Northland is the birthplace of New Zealand’s wine making with the first vines planted in 1819. The industry was re-vitalised here during the 1960’s and Northland is now the country’s fastest growing wine region, winning awards and gaining a reputation for tropical chardonnay’s, spicy syrah, peppery pinotage and vibrant cabernets garnered from the warmest region in New Zealand. No visit to Northland would be complete without visiting the cellar door at all the wineries on the Northland wine trail. Some offer a relaxed casual dining experience while overlooking the vines, enjoying a glass or two of the estate grown wines. What better way to enjoy the flavours of Northland.
Make sure you try the delectable wines alongside Northland’s regional cuisine, famous for its abundant seafood, avocados, olives, macadamia nuts, citrus and subtropical fruits. Dining options range from the freshest fish and chips, portside in Mangonui to 7 course degustation menus designed by some of New Zealand’s finest chefs.
Farmers’ markets have been a growing phenomenon over the past 10 years, promoting the ‘gate to plate’ philosophy, and they’re popping up all over in New Zealand. There are two very successful markets in Northland.
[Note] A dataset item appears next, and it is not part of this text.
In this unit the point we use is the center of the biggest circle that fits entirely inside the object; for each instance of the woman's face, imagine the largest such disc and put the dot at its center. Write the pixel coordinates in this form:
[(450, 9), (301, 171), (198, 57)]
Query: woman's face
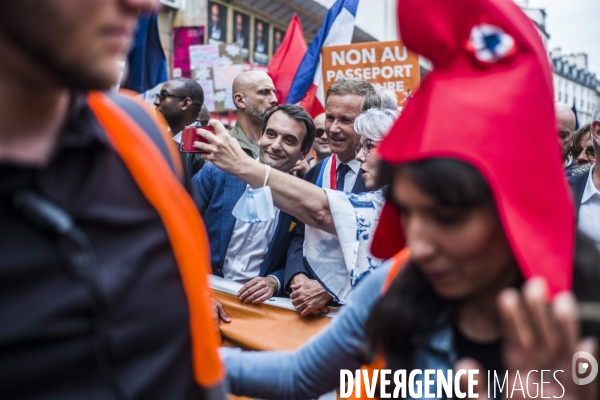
[(462, 253), (368, 162)]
The Whangarei Growers’ Market attracts about 4000 people each Saturday morning and The Bay of Islands Farmers’ Market is held every Sunday morning in Kerikeri.
Both these Farmers’ Markets sell largely fruit and vegetables, along with herbs, flowers, plant seedlings, meat, eggs, and value-added goods including bread, cheese, preserves, pickles, jams, baked goods and other products that form part of the food production cycle, including compost and worm farms.
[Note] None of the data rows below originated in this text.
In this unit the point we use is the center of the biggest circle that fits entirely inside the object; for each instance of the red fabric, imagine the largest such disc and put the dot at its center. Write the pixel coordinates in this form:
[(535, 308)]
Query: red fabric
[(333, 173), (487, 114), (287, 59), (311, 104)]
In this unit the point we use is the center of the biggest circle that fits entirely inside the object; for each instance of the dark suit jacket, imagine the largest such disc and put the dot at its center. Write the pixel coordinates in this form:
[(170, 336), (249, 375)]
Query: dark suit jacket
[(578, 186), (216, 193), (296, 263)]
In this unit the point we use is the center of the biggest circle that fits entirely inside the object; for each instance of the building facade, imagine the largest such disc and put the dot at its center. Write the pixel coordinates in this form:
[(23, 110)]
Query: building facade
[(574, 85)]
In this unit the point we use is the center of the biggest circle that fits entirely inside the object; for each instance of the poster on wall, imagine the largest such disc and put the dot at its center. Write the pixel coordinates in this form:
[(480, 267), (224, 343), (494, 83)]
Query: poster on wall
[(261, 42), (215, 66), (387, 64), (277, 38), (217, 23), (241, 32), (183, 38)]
Quality and authenticity are key factors in the success of these Northland markets. The idea is to grow locally and buy locally, and enjoy the experience. Farmers’ markets give consumers the chance to meet the grower, maker or baker, and it’s a great opportunity to catch up with friends and shop at leisure with a coffee in hand.
Northland has its own food and wine trail, featuring over 60 food and wine experiences. The free Northland Food & Wine map lists everything from farm gate sales to chocolate factories, award winning cheese makers, food excursions and artisan producers. The unique part about this trail is that, rather than having to follow a particular route, gastro-tourists can tailor the trail to suit themselves and can do half-day trips, full days, or even take a week to tour around the region to sample all the tastes of Northland. Participants on the Northland Food & Wine Trail will be clearly identifiable as they display a ‘Northland Naturally Food Y Wine Trail’ sign.